2005 Porsche 911 997 3.6L Six
Save money, buy a Porsche!
Nothing; this is advice from a serious car enthusiast and automotive professional.
I am both a collector, and automotive professional. I purchased a 3 year old 997 CPO with 9K miles on it for over $30K(1/3 off!) less than original sticker.
I own vintage cars, have owned more 11 different drivers in the last 10 years from (3) BMW, (2) AUDI, (1) Land Rover, (2) Volvo, (1) Jeep, & (2) Porsche.
The 997 is far and away the best car I have owned. The noises, the transmission, the clutch, the road feel, everything is perfect. Not too harsh like the older Porsches, driver comfort is great, excellent luxury options, great interior materials, no rattles!
Exit & entry aren't a problem for someone 6'4' and over. Do not think twice. Do yourself a favor, if you are a sucker for automobiles, don't waste your time and money trading up (see above). It will likely be one of most enjoyable financial decisions you can make! You will lose more on a new Camry in three years than a three year old Porsche with warranty for the subsequent three years, so finance it long term and you will enjoy life, while making out better in the end!
Would you buy another car from this manufacturer? Yes
Review Date: 10th July, 2008
I an wondering why you haven't mentioned the IMS bearing failures on 2005 to 2007 Porsche 911 motors... maybe you've been lucky? http://www.thetruthaboutcars.com/2011/02/super-piston-slap-kickstarting-a-porsche-ims-lawsuit/#more-383149
Regarding the IMS failure, this has been hyped by internet know-it-alls and those hoping to sell a fix, but the incidence is estimated to be less than 5%. Admittedly, nobody knows for sure because Porsche doesn't provide statistics on the failure rate. Like many internet-discussed phenomena, it is a problem widely known but rarely experienced. If it happened to you, it is a $10K plus bill, though.

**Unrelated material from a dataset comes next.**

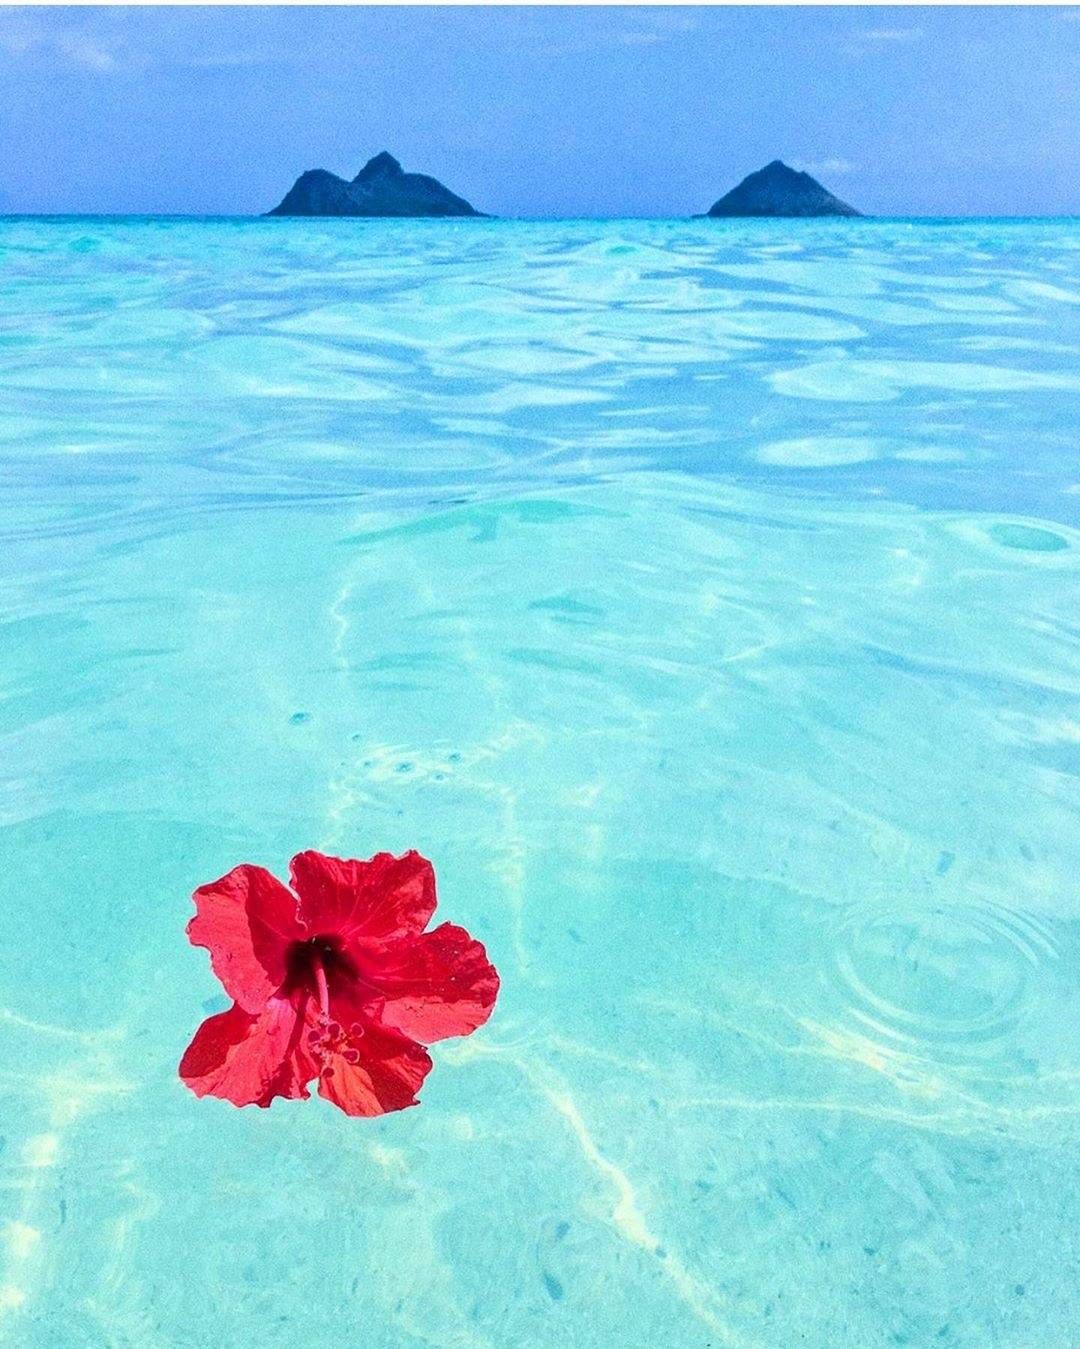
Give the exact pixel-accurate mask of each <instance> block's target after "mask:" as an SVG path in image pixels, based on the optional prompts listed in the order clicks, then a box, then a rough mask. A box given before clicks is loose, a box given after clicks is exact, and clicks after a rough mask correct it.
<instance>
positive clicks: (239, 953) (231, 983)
mask: <svg viewBox="0 0 1080 1349" xmlns="http://www.w3.org/2000/svg"><path fill="white" fill-rule="evenodd" d="M191 898H193V900H194V901H196V909H197V913H196V916H194V917H193V919H191V921H190V923H189V924H187V938H189V940H190V943H191V946H205V947H206V948H208V950H209V952H210V967H212V969H213V971H214V974H216V975H217V977H218V979H221V983H222V985H224V986H225V992H227V993H228V994H229V997H231V998H232V1000H233V1001H235V1002H239V1004H240V1006H243V1008H245V1009H247V1010H248V1012H259V1010H260V1009H262V1008H263V1006H266V1002H267V1000H268V998H270V997H272V996H274V994H275V993H276V992H278V989H279V987H280V986H282V983H283V982H284V975H286V960H287V952H289V946H290V943H293V942H297V940H303V938H305V936H306V932H305V929H303V928H302V927H301V924H299V921H298V916H297V897H295V896H294V894H291V893H290V892H289V890H287V889H286V888H284V886H283V885H282V882H280V881H278V880H276V878H275V877H272V876H271V874H270V871H267V870H264V869H263V867H262V866H248V865H244V866H235V867H233V869H232V871H229V873H228V874H227V876H222V877H221V880H220V881H212V882H210V884H209V885H201V886H200V888H198V889H197V890H196V893H194V894H193V896H191Z"/></svg>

IMS failure is no hype - it's very real, enough for every Porsche blogsite to have it constantly in discussion. It's kept me from getting one second-hand, while I've been monitoring the situation for years.
All cars have their faults, but while most can be put down to either driving style or maintenance, or particular design faults that can be circumvented (say, changing a cambelt at 50,000 km instead of the recommended 120,000 km, just as an extreme example) or changing the plastic-impeller water pumps every 4-5 years to prevent catastrophic failure, the IMS can happen whether the car is babied or trashed, maintained by the book or neglected, low-mileage or not.
When you have a car that is tracked or raced, and driven to the extremes of the rev counter that has done over 100K miles and not had a problem, and you have one which has been consciously driven carefully and serviced on time, and needs the engine changed below 35K miles, at a cost of something like US$12K (and Americans get it cheaper than the rest of the world), then it is a concern.
When you spend money on a car costing that much (brand new), you expect a REASONABLE amount of durability built-in, and if it does have faults, that you can find out what can be done to prevent a problem, or that a fix is available without replacing the whole engine.
Porsche 911 and Boxster models sold in the U.S. from 2001-2005 are subject to a total intermediate shaft-bearing failure within the engine.
Porsche's lawyers in a class-action suit agreed to settle with owners on cars that had been in service less than 10 years regardless of low mileage.
Claims accepted until October 15, 2013.